The Spanish advance force had crossed the bridge by the time the revolutionaries had caught up with them, which resulted in a battle of the vanguards over the bridge while the main forces engaged nearby. Following a crossing of the bridge to attack the Spanish, the result of the battle was a decisive victory for Santander; 1800 Spanish prisoners along with the Spanish commander were captured.

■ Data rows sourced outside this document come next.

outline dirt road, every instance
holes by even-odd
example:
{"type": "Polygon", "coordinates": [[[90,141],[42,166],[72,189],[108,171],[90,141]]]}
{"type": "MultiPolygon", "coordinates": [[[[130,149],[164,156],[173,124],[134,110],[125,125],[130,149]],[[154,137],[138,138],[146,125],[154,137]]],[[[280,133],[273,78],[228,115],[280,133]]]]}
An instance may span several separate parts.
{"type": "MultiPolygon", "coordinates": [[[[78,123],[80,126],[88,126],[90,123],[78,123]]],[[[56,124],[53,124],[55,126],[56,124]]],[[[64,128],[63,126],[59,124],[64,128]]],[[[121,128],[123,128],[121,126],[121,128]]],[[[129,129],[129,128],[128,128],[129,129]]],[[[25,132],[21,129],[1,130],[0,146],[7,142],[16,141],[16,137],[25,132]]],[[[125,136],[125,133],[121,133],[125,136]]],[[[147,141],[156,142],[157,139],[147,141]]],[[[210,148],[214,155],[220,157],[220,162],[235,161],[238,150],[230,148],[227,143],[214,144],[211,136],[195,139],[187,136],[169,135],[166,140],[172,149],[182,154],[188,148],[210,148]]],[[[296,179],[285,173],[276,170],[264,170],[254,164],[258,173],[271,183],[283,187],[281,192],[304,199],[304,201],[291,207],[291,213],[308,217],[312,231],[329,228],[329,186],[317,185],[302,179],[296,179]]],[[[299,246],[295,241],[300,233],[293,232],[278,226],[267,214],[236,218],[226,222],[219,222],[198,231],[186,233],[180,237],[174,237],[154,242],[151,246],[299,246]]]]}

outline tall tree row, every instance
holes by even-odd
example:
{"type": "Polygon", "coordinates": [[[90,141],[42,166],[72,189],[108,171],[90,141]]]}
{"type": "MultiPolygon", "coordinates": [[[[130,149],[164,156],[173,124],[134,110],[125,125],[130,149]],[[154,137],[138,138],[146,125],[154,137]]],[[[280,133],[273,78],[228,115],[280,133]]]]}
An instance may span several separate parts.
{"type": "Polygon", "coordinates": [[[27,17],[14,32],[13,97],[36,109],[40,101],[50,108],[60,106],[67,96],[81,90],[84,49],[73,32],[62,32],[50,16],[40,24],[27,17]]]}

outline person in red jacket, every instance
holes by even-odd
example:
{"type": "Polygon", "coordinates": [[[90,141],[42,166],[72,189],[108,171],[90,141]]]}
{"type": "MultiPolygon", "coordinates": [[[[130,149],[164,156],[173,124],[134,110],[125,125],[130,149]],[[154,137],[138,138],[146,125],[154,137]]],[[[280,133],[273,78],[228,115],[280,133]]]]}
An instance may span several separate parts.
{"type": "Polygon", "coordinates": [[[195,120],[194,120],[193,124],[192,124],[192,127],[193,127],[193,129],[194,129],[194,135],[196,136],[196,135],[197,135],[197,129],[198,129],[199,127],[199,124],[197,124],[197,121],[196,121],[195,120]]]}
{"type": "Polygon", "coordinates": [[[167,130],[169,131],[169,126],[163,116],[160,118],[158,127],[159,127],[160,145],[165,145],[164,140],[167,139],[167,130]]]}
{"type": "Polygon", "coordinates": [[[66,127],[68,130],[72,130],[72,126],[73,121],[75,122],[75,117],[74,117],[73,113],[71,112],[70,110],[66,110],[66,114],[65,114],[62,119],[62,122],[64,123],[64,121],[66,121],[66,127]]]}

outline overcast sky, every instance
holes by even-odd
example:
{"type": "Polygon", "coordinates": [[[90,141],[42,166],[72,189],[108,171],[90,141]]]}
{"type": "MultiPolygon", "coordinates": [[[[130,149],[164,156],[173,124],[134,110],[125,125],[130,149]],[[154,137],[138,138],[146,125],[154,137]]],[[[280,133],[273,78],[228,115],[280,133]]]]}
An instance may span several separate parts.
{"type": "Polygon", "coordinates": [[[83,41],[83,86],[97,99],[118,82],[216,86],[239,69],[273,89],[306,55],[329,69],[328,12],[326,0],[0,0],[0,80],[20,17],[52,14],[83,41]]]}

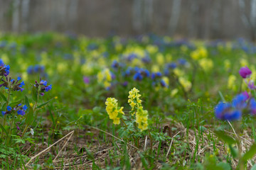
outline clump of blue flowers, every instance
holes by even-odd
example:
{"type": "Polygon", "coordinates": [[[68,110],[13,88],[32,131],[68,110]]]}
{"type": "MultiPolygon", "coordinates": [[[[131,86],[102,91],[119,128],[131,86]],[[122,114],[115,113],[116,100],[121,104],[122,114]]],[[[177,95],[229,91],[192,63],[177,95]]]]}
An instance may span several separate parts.
{"type": "Polygon", "coordinates": [[[41,96],[44,95],[45,92],[48,92],[52,89],[52,85],[47,85],[47,81],[42,79],[40,80],[39,83],[36,81],[36,84],[34,86],[36,89],[39,89],[39,93],[41,96]]]}
{"type": "Polygon", "coordinates": [[[11,91],[23,91],[24,89],[22,88],[25,85],[24,81],[19,82],[21,79],[21,77],[18,76],[17,80],[12,79],[11,77],[6,77],[6,80],[2,79],[3,83],[0,84],[0,87],[4,86],[6,89],[11,91]]]}
{"type": "Polygon", "coordinates": [[[0,76],[7,76],[10,73],[10,66],[4,64],[2,60],[0,59],[0,76]]]}
{"type": "Polygon", "coordinates": [[[220,120],[239,120],[242,114],[256,114],[256,101],[245,91],[236,96],[231,103],[219,103],[215,108],[215,113],[220,120]]]}

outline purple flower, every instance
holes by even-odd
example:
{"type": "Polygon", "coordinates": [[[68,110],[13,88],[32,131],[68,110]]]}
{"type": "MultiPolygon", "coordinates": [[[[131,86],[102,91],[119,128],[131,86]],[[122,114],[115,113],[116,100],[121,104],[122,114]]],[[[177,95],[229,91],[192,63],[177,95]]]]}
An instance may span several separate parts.
{"type": "Polygon", "coordinates": [[[40,85],[43,85],[43,86],[46,86],[47,85],[47,81],[44,81],[44,80],[41,80],[40,81],[40,85]]]}
{"type": "Polygon", "coordinates": [[[245,79],[249,77],[252,74],[252,71],[250,71],[250,69],[247,66],[245,66],[240,68],[240,69],[239,70],[239,74],[243,79],[245,79]]]}
{"type": "Polygon", "coordinates": [[[85,84],[89,84],[90,83],[90,79],[87,76],[84,76],[83,77],[83,81],[84,81],[85,84]]]}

Within days, Viceroy Juan de Samano was informed of Barreiro's defeat and prepared a hasty escape from Santa Fe, enabling Bolivar's forces to take the capital with no resistance. This marked a major milestone in independence from Spain.

=== Post-independence ===
The bridge was dedicated a National Monument and Memorial of Independence in 1920.

In 1939, the bridge was rebuilt in stone to commemorate the anniversary of the founding of Tunja.

==Commemorative monuments==
Near the bridge are located the following secondary monuments:

- The Von Miller Monument (for German sculptor Ferdinand Freiherr von Miller), depicting five allegoric female figures symbolic of the Bolivarian countries, Colombia, Venezuela, Peru, Ecuador, and Bolivia, surrounding Simón Bolívar.
- The Francisco de Paula Santander statue.
- The Triumphal Arch, depicting the three main races (Caucasian, African and Native American) that combined into the Colombian ethnic mix.
- The Flags Square, with the Liberty Fire; a perpetual gas-ignited flame.
- The Chapel, with four daily masses.